Resta naturalmente impregiudicata la necessità di un attento accertamento, da parte del giudice penale, di tutti i requisiti del delitto, compreso l’elemento soggettivo.
10.– Infine, questa Corte non può che ribadire con forza l’auspicio, già formulato nell’ordinanza n. 207 del 2018 e nella sentenza n. 242 del 2019, che il legislatore e il servizio sanitario nazionale intervengano prontamente ad assicurare concreta e puntuale attuazione ai principi fissati da quelle pronunce, oggi ribaditi e ulteriormente precisati dalla presente decisione, ferma restando la possibilità per il legislatore di dettare una diversa disciplina, nel rispetto dei principi richiamati dalla presente pronuncia.
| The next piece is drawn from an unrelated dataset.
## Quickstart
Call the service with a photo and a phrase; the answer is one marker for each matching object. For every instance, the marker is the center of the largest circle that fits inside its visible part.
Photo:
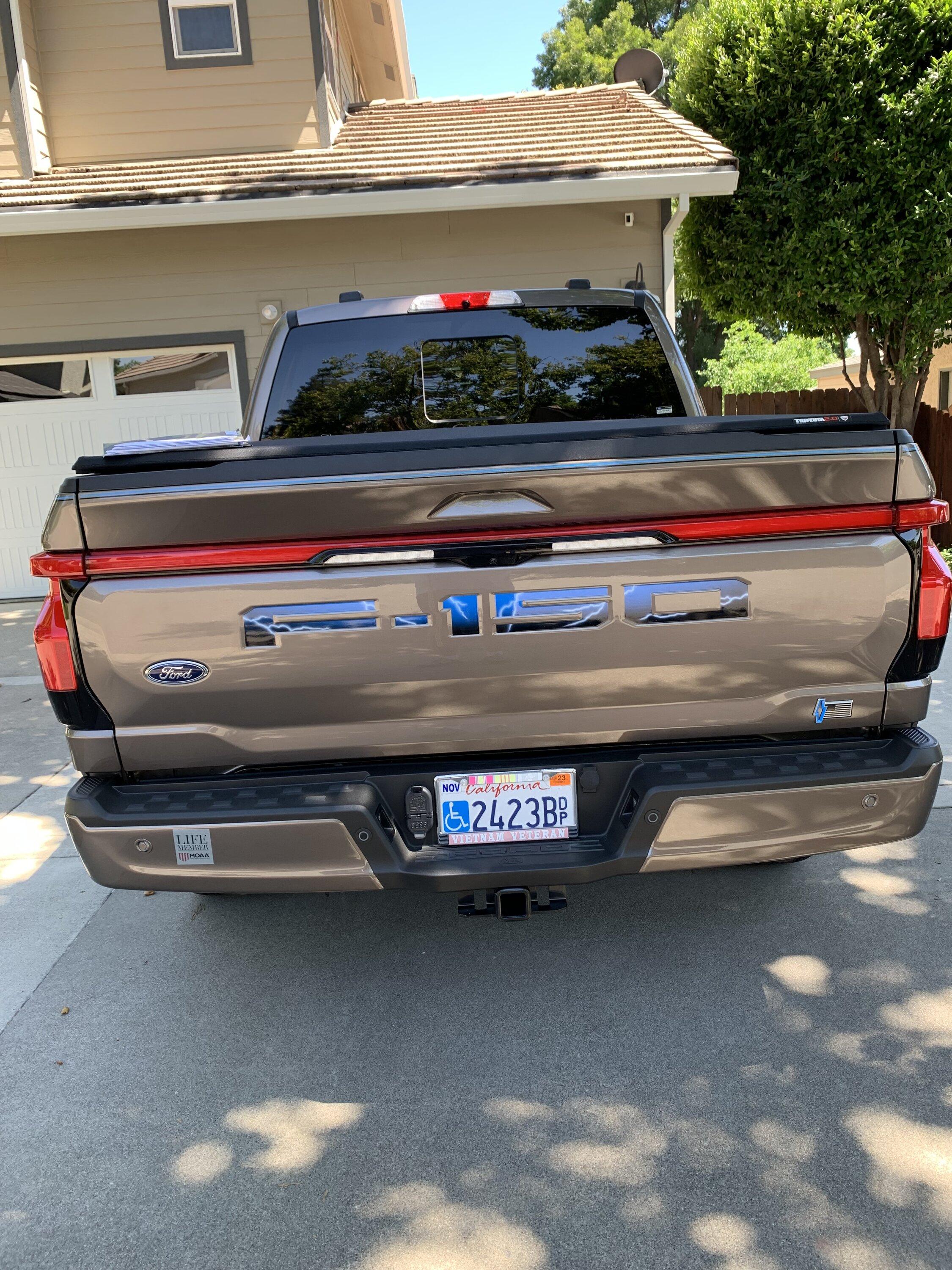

Parimente, deve essere confermato lo stringente appello, già contenuto nella sentenza n. 242 del 2019 (punto 2.4. del Considerato in diritto), affinché, sull’intero territorio nazionale, sia garantito a tutti i pazienti, inclusi quelli che si trovano nelle condizioni per essere ammessi alla procedura di suicidio assistito, una effettiva possibilità di accesso alle cure palliative appropriate per controllare la loro sofferenza, secondo quanto previsto dalla legge n. 38 del 2010, sul cui integrale rispetto giustamente insiste l’Avvocatura generale dello Stato. Come sottolineato da questa Corte sin dall’ordinanza n. 207 del 2018, occorre infatti in ogni caso assicurare, anche attraverso la previsione delle necessarie coperture dei fabbisogni finanziari, che «l’opzione della somministrazione di farmaci in grado di provocare entro un breve lasso di tempo la morte del paziente non comporti il rischio di alcuna prematura rinuncia, da parte delle strutture sanitarie, a offrire sempre al paziente medesimo concrete possibilità di accedere a cure palliative diverse dalla sedazione profonda continua, ove idonee a eliminare la sua sofferenza – in accordo con l’impegno assunto dallo Stato con la citata legge n. 38 del 2010 – sì da porlo in condizione di vivere con intensità e in modo dignitoso la parte restante della propria esistenza».
Per Questi Motivi
LA CORTE COSTITUZIONALE
dichiara non fondate le questioni di legittimità costituzionale dell’art. 580 del codice penale, sollevate, in riferimento agli artt. 2, 3, 13, 32 e 117 della Costituzione, quest’ultimo in relazione agli artt. 8 e 14 della Convenzione europea dei diritti dell’uomo, dal Giudice per le indagini preliminari del Tribunale ordinario di Firenze con l’ordinanza indicata in epigrafe.